Hackers steal 7.5TB of data from Russian Intel Agency FSB’s contractor

Hackers steal 7.5TB data from Russian Intel Agency FSB's contractor

The hackers stole the data and shared it with another hacking group who was involved in the hacking of another FSB contractor.

On Saturday, 13 July 2019, a group of hackers going by the online handle of 0v1ru$ hacked and defaced the official website of SyTech, a high-profile contractor working for Russian intelligence agency FSB (Russia’s Federal Security Service).

Hackers steal data from Russian Intel Agency FSB's contractor
Screenshot of Sytech’s defaced website. (Image via Twitter)

See: Trove of Private Military Contractor Job Applicants Exposed Online

The group left a deface page along with a “Yoba face” on SyTech’s website. The website breach reportedly allowed hackers to steal a massive trove of highly sensitive and confidential data belonging to FSB related project.

BBC Russia was the first one to report the breach according to which SyTech’s projects were mostly contracted with Military Unit 71330. Furthermore, the group shared the data with another hacking group called “Digital Revolution” who happened to be the same group of hackers who were behind the breach of another FSB contractor “Quantum” in 2018.

The treasure trove of stolen data was later sent to several media outlets however on July 18th, “Digital Revolution” used its Twitter account to post several screenshots of the data.

Hackers steal data from Russian Intel Agency FSB's contractor
Image via Twitter

A look at leaked screenshot revealed that apparently, 0v1ru$ hackers managed to steal 7.5 terabytes of data from SyTech.
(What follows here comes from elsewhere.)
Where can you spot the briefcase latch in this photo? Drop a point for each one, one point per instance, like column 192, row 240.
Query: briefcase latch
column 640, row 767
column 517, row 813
Some of the stolen information revealed that SyTech, on behalf of FSB, has been allegedly working on several projects including one focusing on de-anonymization the privacy-focused Tor browser.
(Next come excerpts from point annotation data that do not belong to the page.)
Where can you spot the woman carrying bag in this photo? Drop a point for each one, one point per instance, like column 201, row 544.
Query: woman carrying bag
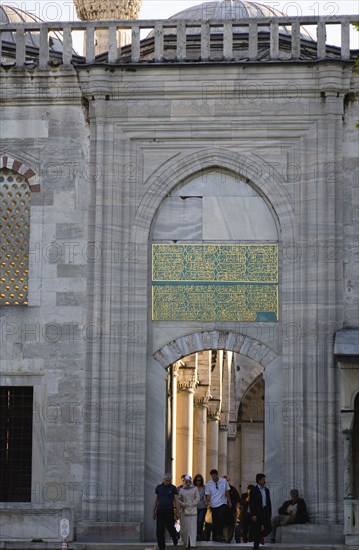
column 188, row 499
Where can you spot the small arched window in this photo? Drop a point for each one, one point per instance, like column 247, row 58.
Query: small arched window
column 15, row 198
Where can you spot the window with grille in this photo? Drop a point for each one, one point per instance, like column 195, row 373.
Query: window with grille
column 14, row 236
column 16, row 412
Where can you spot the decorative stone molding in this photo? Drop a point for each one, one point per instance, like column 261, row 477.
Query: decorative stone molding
column 199, row 341
column 98, row 10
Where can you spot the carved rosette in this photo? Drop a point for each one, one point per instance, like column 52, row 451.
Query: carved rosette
column 98, row 10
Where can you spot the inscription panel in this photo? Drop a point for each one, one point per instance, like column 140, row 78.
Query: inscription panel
column 215, row 282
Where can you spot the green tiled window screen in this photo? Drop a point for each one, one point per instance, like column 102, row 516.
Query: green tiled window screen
column 215, row 282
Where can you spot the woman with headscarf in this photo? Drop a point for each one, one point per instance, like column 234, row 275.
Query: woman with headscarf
column 188, row 499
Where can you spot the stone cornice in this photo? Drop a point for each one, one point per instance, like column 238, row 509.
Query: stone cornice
column 201, row 396
column 94, row 10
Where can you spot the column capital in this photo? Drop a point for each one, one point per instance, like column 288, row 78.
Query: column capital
column 214, row 408
column 347, row 419
column 201, row 396
column 232, row 430
column 187, row 378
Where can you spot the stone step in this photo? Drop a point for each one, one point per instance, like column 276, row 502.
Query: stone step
column 21, row 545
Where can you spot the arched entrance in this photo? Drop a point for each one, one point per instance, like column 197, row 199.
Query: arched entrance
column 259, row 360
column 216, row 207
column 216, row 409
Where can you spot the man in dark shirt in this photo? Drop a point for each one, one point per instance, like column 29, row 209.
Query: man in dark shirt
column 233, row 512
column 291, row 511
column 165, row 511
column 260, row 510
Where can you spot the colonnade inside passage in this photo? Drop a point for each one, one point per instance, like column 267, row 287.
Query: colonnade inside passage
column 217, row 408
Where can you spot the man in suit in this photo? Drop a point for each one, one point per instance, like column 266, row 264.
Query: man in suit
column 165, row 511
column 260, row 509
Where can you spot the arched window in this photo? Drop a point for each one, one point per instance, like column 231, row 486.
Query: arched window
column 15, row 198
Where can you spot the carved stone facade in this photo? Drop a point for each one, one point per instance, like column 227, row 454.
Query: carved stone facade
column 121, row 154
Although, BBC’s report claims that the leaked files did not contain any state secrets, some of the information has exposed dark projects ran by FSB for instance:

See: EU accuses Russia of spreading misinformation on social media

  • Nautilus
  • Nautilus-S
  • Reward
  • Mentor
  • Tax-3 
  • Hope

1: Nautilus

Nautilus targeted those Internet users in Russia who used anonymization tools for online privacy purposes especially Tor browser. The project itself aimed it looking for methods to deanonymize Tor browser.

2: Nautilus-S 

Nautilus-S focused on the extraction of personal data of users from social media platforms such as MySpace, Facebook, LinkedIn.

3: Reward

Reward focused on possible ways to explore vulnerabilities and development of tools to penetrate peer-to-peer networks to spy on torrent users. The project was carried out in 2013-2014.

4: Tax-3 

Tax-3 focused on deleting data of high-profile Russia government and civil figures from the Internet and keep it on an intranet that should not be linked to other IT-networks.

5: Hope

Hope focused on building Russia’s very own Internet. In February this year, Russia announced shutting down its Internet to test its cyber deterrence and how its own version of the Internet would function.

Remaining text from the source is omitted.